Some say an environment of clutter is the perfect atmosphere to get things done and make things happen. The need for papers and other materials all over the place seems to create a comfort zone that also presents the opportunity for accomplishment. Clutter, or quiet confusion, is what they prefer to have as their typical surroundings.
For most, the evidence of clutter in one form is likely a representation of clutter in some of the more important areas in life. Mental clutter hides fear that you rather not face. Physical clutter hides responsibilities that need to be taken care of. For me, when I feel as though I don’t have control over a particular area in my life as much as I’d like too, I am quicker to leave papers lying around the house, more likely to leave piles of clothes left unfolded longer than necessary, and will sometimes find myself ignoring other things that need to be done. For me, physical clutter around the house is a sure sign that I am not pleased with a more important issue in my life that may be presenting a struggle for me.

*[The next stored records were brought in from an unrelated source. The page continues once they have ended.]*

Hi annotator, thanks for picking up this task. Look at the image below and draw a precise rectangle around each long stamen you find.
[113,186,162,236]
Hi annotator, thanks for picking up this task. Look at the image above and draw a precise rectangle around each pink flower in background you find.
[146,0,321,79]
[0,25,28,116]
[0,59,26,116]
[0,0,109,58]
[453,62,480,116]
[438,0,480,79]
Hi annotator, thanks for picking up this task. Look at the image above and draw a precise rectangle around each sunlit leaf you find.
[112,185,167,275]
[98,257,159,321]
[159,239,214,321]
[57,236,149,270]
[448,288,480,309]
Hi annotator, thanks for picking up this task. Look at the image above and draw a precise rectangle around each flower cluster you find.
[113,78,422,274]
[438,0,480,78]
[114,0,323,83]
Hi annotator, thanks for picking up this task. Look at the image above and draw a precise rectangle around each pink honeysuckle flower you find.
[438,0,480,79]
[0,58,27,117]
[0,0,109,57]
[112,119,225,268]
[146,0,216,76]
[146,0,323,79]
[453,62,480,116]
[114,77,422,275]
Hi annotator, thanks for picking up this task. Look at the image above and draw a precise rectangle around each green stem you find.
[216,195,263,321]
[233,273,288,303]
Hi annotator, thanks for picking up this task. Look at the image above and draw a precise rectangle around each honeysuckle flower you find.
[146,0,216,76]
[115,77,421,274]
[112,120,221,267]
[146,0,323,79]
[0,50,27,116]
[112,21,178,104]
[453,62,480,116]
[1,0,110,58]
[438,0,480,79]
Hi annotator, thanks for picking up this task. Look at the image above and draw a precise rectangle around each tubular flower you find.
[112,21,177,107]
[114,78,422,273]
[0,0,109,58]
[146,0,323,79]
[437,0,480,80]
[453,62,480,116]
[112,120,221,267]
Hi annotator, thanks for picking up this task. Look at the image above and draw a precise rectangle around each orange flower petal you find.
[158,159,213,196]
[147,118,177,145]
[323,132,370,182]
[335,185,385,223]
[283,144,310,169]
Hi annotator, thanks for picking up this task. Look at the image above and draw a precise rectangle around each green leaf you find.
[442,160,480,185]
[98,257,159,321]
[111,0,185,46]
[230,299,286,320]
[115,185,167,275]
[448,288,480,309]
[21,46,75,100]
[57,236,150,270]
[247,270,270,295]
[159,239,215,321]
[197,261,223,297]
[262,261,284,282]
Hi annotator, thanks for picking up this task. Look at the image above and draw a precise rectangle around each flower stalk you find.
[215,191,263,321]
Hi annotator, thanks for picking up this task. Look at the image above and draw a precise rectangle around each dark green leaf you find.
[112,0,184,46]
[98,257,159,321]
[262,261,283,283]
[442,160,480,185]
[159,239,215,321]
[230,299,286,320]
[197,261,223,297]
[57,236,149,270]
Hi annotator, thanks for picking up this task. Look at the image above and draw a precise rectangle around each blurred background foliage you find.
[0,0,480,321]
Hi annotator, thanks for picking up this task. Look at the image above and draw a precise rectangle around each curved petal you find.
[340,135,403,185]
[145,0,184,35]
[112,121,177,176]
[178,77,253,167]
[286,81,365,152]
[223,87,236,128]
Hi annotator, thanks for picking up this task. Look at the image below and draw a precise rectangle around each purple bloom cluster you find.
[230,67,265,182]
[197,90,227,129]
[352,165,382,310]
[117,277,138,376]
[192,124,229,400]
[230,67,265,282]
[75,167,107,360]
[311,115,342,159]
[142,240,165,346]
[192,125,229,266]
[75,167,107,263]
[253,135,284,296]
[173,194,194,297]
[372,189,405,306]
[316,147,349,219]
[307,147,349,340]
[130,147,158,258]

However, when I force myself to handle the physical clutter around me, take the time to get things in order as I normally would, I feel the door to clarity begin to open a little more; clarity on how to handle the more serious matters I may not have complete control over. When my house is clean, I am more willing to think more positive thoughts. I am more hopeful. I can breathe. My will to take a look at the struggles I might endure begins to take over. I begin to make the effort to really take a look at the changes I need to make. Tidying up not only strengthens the patience I need, it also strengthens my ability to endure.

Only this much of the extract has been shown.